No family is immune.
News — Dr. Kimberly C. Kirby, a professor in the Department of Psychology at Rowan University, in Glassboro, New Jersey, says opiate addiction can happen in any family.
Kirby, who was director of the Parents’ Translational Research Center at the Treatment Research Institute, also is a senior scientist at Public Health Management Corporation and holds an appointment with the University of Pennsylvania, in Philadelphia. She has 30 years of experience conducting research on the treatment of substance use disorders, in particular opiate and cocaine use disorders. One of her studies focused on helping parents support the recovery of their young adults (18-26 years old) who are leaving residential treatment for an opiate addiction.
She says the majority of people with substance abuse disorders started using drugs as adolescents, often between 13 to15 years old, a time when people are more susceptible to making bad decisions because the part of the brain allows them to consider longer-term consequences of behavior is not fully developed. Addiction, she notes, is hitting everywhere, including middle- and higher-income families with sufficient resources, and those families in in which siblings are doing fine. Young people who are top athletes and those who have not suffered abuse or other traumas are developing problems.
Her advice to parents includes:
- Accept addiction is not your fault.
- You are not helpless. A common message, she says, is that people are powerless concerning another person’s addiction. “You do not have control, but you can influence them,” she notes.
- You can learn strategies to adjust how you interact in ways that encourage your child to get help.
- “Don’t enable” doesn’t mean “don’t do anything helpful.” You can be helpful – but you need to know when to help and when not to. For instance, you don’t want to rescue the person from the negative consequences of his/her drug use. For example: if your child comes home drunk and passes out on the floor, don’t bundle him/her up and carry him/her to bed. By removing negative consequences, she says, you take away one of the things that nudges someone toward stopping. However, you can do favors and support people in moments when they are sober or have taken positive recovery steps, such as completing a treatment appointment.
- Alter communication. Frequently when problems are entrenched there is no communication about the problem or there is a lot of intense communication, including yelling. These patterns do not help, and you can change them.

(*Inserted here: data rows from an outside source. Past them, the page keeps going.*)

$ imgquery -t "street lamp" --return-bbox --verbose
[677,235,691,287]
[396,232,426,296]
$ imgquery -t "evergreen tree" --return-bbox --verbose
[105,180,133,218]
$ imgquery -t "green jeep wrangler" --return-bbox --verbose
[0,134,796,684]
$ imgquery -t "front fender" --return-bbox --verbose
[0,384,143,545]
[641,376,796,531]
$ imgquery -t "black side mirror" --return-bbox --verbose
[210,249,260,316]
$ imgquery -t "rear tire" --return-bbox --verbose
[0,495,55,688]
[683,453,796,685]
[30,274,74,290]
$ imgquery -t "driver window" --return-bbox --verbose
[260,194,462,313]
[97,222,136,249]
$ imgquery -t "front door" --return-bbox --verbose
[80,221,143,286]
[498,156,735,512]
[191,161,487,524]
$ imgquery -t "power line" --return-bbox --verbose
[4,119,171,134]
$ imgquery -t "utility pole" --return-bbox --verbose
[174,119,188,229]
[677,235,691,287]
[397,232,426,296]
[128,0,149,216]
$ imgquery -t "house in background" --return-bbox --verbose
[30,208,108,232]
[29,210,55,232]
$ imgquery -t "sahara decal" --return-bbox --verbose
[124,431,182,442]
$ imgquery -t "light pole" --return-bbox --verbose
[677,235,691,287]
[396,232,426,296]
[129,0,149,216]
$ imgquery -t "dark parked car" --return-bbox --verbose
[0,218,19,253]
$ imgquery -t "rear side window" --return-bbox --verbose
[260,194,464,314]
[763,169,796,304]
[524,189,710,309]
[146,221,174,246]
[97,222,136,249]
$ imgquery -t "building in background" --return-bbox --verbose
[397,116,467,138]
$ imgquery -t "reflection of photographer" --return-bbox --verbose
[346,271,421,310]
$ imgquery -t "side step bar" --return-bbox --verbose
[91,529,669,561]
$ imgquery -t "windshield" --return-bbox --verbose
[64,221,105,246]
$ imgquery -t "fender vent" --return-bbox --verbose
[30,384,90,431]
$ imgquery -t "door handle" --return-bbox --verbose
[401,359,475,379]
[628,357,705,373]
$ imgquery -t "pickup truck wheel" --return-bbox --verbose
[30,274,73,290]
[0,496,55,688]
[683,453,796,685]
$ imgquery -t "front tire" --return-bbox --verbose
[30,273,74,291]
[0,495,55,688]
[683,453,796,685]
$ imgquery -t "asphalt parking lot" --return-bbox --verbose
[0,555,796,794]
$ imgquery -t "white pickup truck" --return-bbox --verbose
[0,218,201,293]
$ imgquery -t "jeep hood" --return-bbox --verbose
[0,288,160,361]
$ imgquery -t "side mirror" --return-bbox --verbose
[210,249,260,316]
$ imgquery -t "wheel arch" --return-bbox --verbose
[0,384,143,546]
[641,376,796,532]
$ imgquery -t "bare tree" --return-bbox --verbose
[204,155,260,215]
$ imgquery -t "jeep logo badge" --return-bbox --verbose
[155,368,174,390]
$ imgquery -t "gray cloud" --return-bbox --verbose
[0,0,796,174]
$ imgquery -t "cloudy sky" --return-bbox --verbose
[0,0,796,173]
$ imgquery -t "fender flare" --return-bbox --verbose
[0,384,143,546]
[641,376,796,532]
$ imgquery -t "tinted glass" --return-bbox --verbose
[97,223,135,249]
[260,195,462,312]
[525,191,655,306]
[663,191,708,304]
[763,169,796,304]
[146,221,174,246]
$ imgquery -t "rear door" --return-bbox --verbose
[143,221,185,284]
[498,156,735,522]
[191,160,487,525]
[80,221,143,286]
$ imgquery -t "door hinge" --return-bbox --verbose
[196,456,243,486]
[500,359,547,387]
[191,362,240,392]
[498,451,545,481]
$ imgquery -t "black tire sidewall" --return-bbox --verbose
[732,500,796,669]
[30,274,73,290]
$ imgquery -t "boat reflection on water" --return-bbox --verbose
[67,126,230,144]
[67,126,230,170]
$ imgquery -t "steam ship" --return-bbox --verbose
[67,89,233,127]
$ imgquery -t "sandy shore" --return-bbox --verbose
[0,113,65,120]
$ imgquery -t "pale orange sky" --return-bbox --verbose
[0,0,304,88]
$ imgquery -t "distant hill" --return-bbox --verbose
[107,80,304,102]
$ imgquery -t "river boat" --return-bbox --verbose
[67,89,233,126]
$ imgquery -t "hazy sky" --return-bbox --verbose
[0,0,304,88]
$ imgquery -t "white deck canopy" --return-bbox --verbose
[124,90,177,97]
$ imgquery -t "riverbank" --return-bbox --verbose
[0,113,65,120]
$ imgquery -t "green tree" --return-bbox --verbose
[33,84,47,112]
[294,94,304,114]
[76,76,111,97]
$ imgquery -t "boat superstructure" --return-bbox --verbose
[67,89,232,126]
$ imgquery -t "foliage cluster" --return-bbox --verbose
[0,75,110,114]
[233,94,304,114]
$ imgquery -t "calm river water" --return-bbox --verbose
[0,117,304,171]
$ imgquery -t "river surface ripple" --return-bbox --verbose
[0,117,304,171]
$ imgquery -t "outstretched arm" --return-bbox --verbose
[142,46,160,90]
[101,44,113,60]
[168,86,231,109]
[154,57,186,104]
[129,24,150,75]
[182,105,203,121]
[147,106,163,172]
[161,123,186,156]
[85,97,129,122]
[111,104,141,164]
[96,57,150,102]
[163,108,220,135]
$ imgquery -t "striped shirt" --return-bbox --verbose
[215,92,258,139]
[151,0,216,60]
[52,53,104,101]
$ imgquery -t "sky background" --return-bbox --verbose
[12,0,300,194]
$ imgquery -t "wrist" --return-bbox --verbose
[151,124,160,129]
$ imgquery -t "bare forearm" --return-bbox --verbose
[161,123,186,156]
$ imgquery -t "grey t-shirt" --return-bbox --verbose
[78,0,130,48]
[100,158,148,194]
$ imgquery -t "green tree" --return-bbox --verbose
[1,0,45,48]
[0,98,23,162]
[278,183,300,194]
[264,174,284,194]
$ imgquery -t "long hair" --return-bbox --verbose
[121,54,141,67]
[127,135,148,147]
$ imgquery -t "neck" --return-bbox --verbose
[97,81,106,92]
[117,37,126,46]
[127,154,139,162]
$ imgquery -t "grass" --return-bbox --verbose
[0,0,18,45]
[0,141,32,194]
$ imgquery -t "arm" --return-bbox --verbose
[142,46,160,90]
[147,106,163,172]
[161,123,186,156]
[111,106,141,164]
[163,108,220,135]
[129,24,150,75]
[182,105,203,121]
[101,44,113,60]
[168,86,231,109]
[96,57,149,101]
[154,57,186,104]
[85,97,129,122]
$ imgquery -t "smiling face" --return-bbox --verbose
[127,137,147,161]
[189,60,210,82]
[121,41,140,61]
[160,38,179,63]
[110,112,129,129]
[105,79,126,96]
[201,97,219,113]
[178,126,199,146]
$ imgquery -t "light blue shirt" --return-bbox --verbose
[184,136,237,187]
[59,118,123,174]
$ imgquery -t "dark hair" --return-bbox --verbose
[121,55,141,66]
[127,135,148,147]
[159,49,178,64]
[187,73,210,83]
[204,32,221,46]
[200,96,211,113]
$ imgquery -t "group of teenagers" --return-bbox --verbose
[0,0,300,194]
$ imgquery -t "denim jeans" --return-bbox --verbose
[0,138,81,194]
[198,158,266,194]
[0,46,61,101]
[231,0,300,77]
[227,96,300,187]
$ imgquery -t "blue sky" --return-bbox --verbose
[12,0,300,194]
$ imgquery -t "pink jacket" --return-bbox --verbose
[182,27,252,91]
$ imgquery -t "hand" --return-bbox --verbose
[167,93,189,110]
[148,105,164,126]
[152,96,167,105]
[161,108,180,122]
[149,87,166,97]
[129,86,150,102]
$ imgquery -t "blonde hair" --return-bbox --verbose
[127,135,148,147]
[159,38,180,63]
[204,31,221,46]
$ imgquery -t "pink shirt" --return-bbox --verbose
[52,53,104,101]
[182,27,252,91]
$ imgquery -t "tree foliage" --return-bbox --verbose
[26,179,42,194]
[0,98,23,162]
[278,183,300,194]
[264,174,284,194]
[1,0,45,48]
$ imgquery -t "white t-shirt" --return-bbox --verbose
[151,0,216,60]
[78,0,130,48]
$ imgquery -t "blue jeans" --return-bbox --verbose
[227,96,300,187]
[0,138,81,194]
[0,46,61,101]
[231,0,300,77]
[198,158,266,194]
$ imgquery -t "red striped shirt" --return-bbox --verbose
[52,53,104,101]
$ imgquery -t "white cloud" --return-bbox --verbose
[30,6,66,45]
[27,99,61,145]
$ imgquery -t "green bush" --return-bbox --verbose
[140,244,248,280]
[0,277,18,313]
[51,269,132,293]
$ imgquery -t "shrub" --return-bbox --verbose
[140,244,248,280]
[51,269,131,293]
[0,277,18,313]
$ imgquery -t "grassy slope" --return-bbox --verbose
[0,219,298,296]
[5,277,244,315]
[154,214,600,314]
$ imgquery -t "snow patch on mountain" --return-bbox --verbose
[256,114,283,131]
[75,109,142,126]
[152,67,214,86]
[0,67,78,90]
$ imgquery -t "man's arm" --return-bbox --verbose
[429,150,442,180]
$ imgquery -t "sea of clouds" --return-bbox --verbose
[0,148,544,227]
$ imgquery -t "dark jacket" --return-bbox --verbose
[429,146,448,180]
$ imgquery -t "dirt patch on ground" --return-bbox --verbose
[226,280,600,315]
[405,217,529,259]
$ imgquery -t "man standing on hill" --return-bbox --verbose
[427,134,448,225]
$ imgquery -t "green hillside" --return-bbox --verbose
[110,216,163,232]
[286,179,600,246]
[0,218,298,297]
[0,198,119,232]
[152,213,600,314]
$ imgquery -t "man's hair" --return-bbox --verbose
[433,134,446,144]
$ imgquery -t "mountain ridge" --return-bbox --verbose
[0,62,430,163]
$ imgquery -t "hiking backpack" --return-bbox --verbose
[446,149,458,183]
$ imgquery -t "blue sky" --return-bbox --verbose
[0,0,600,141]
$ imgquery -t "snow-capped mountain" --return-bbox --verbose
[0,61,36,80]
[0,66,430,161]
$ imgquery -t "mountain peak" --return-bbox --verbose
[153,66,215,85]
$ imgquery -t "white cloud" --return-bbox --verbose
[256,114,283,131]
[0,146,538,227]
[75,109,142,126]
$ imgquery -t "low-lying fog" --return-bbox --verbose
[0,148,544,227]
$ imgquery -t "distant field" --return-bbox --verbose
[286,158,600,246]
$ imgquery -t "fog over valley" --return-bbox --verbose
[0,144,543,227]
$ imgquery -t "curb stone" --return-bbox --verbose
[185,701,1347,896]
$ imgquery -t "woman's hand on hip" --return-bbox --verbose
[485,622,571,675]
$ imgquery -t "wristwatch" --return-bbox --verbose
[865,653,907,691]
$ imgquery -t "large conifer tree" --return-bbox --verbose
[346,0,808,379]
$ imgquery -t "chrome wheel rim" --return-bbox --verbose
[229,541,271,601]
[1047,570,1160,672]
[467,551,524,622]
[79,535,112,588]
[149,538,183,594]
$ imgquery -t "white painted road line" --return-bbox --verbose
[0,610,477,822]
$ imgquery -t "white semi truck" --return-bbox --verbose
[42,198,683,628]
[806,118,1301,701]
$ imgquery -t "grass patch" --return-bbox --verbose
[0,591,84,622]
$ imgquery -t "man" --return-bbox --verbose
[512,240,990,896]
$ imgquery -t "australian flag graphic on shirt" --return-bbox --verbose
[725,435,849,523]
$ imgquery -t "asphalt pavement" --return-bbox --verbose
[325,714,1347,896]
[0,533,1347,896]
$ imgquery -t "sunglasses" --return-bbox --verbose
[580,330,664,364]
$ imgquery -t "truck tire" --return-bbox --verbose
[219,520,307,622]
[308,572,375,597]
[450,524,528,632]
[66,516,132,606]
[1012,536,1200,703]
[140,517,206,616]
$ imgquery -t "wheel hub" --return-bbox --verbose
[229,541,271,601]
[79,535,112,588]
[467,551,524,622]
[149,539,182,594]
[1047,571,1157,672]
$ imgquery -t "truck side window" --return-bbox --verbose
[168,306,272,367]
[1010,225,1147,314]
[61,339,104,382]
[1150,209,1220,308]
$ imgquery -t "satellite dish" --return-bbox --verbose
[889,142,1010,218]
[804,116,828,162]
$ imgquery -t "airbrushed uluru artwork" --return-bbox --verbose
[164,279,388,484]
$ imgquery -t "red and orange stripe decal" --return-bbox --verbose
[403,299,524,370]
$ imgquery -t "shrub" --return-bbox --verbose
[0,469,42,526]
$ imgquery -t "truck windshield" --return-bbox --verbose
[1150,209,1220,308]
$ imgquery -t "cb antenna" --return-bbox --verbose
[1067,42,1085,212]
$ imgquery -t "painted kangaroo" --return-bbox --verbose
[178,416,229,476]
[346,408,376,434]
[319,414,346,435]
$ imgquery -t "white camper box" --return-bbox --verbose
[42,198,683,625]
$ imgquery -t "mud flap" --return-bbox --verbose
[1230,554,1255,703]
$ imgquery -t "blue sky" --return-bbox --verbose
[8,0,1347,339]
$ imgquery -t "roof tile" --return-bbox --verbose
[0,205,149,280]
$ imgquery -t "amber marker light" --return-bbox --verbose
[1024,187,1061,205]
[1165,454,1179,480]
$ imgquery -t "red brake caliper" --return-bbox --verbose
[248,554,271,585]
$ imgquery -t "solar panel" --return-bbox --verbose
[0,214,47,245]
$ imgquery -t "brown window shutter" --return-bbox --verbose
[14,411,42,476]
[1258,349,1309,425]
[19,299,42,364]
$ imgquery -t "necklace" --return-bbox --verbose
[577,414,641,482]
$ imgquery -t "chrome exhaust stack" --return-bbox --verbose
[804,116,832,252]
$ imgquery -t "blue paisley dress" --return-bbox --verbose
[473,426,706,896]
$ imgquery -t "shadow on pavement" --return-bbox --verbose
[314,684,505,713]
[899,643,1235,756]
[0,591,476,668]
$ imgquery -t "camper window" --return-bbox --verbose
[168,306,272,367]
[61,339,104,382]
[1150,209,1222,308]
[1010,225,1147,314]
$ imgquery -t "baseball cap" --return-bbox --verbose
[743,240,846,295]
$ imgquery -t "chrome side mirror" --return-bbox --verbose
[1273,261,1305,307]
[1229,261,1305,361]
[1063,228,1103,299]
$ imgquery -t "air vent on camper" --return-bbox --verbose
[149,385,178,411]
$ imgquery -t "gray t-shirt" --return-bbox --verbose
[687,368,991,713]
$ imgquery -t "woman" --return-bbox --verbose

- There are medications that can save the life of someone who is abusing prescription pain pills or heroin. In addition to Narcan, which reverses overdose, medications such as Vivitrol, buprenorphine, and methadone can prevent someone from using.
- There is a great deal of information available online, and it’s hard for parents to know what to trust. She suggests starting with , the scientifically vetted parent resource center developed by her center.
Kirby earned a Ph.D. in applied behavioral science from the University of Kansas. She completed her post-doctoral training at Duke and Johns Hopkins Universities.